The MySQL version of the ApsaraDB RDS for MySQL instance must be 5.7 or later.

Overview

In latency-sensitive business scenarios, data must be immediately processed after it is generated. Real-time computing of incremental data can help you reduce the latency. You can use Flink to aggregate data from layers such as the data warehouse detail (DWD) and data warehouse summary (DWS) layers in advance and persist the aggregation results for further use.

Architecture

The following figure shows the architecture of this solution.

Flink-StarRocks

The solution consists of the following steps:

Use Flink to build a real-time data warehouse, cleanse, process, convert, and aggregate data, and then write the aggregation results to Kafka topics.
Use a StarRocks cluster to subscribe to layers of data from the Kafka topics and persist the data for subsequent queries and analysis.

Features

The solution provides the following features:

Incremental data is cleansed, processed, converted, and aggregated by Flink and persisted to a StarRocks cluster through subscription.
The aggregation results can be double-written or single-written. If you select the double-writing mode, the results in each layer are written to the Kafka topic in the next layer and sink to the StarRocks cluster in the same layer.

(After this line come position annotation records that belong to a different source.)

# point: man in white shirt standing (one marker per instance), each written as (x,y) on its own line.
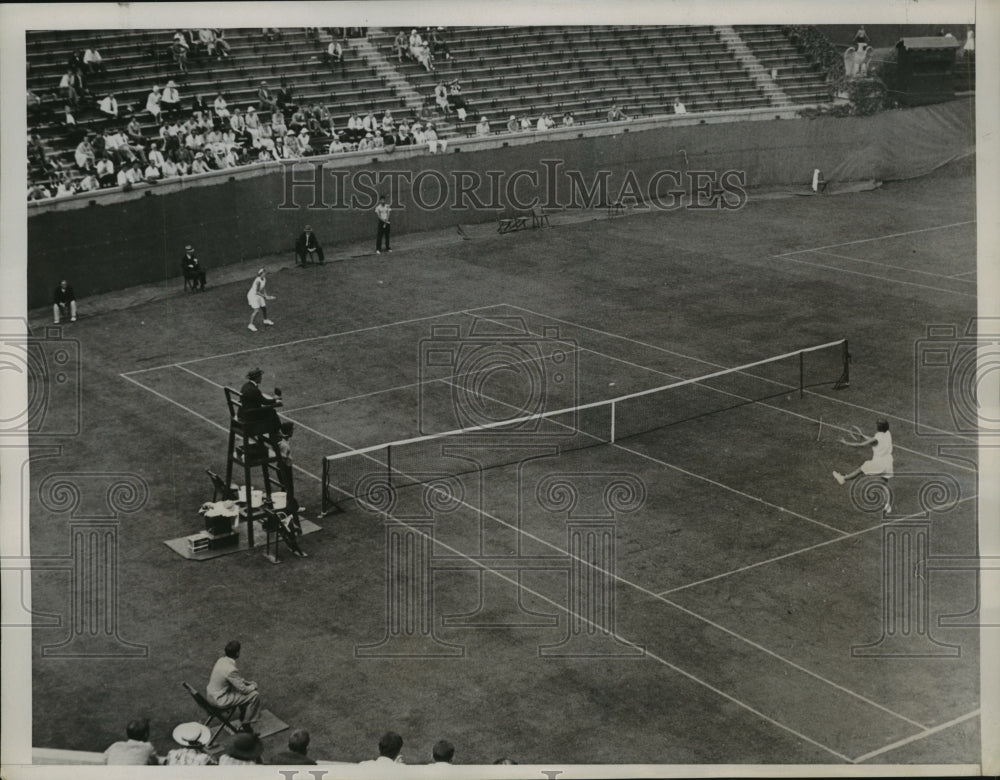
(382,212)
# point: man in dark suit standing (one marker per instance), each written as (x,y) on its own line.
(306,246)
(192,269)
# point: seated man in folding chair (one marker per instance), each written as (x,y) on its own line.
(307,247)
(227,688)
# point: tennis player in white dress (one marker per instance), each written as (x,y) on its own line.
(880,463)
(257,297)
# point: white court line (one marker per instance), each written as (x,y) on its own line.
(835,269)
(719,365)
(621,579)
(306,340)
(880,238)
(915,737)
(799,552)
(201,416)
(894,267)
(516,581)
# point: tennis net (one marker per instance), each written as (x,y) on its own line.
(365,474)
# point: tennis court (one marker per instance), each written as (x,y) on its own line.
(672,578)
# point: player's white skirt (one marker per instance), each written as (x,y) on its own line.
(881,466)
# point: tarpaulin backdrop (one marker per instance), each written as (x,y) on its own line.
(138,238)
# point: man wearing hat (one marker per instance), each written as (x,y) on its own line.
(256,406)
(192,269)
(307,245)
(137,750)
(245,748)
(193,739)
(227,687)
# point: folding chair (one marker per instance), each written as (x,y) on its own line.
(220,490)
(222,714)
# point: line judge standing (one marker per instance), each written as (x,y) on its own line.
(382,212)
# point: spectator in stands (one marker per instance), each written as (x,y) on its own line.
(307,246)
(221,44)
(200,164)
(38,191)
(389,748)
(400,45)
(152,173)
(104,169)
(278,123)
(298,745)
(334,54)
(191,269)
(133,130)
(155,156)
(64,184)
(265,100)
(221,107)
(93,62)
(37,110)
(84,155)
(109,105)
(615,114)
(179,53)
(437,42)
(137,750)
(245,749)
(88,183)
(456,99)
(193,740)
(284,96)
(441,97)
(153,102)
(170,101)
(130,175)
(206,40)
(226,687)
(63,302)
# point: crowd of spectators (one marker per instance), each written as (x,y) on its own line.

If you select the single-writing mode, the results are written only to the Kafka topics, and the StarRocks cluster persists the results in real time by subscribing to layers of data from the Kafka topics. The single-writing mode allows you to query the status of data and update data if required.
The StarRocks cluster provides tables for upper-layer applications to perform real-time queries.

Advantages
- Data computing is performed in real time. This meets the requirements of latency-sensitive business scenarios.
- The metrics are easy to modify. Different from traditional incremental data computing solutions, this solution persists the intermediate status to a StarRocks cluster. This helps improve the flexibility of subsequent analysis operations. If the quality of intermediate data cannot meet your business requirements, you can modify tables to update data.
Disadvantages
- To implement real-time computing of incremental data, you must master the necessary skills in Flink.
- The solution is not suitable for scenarios in which data is frequently updated and cannot be accumulated in calculations.
- The solution is not suitable for scenarios in which resource-consuming and complex operations such as multi-stream JOIN are performed.
Scenarios
The solution is suitable for scenarios in which you want to perform simple computing operations on a small amount of data in real time. The most common scenario is the processing of event tracking data.

Procedure

Step 1: Create source MySQL tables
Step 2: Create Kafka topics
Step 3: Create tables in the StarRocks cluster and data import jobs
Step 4: Run a Flink job to start a data stream
Step 5: View the database and table information
Step 6: Insert data and query the inserted data

Step 1: Create source MySQL tables

Create a test database and a test account. For more information, see Create accounts and databases.
After you create a test database and a test account, grant the read and write permissions to the account.
Note
In this example, a database named flink_cdc and an account named emr_test are created.
Use the test account to log on to the ApsaraDB RDS for MySQL instance. For more information, see Use DMS to log on to an ApsaraDB RDS for MySQL instance.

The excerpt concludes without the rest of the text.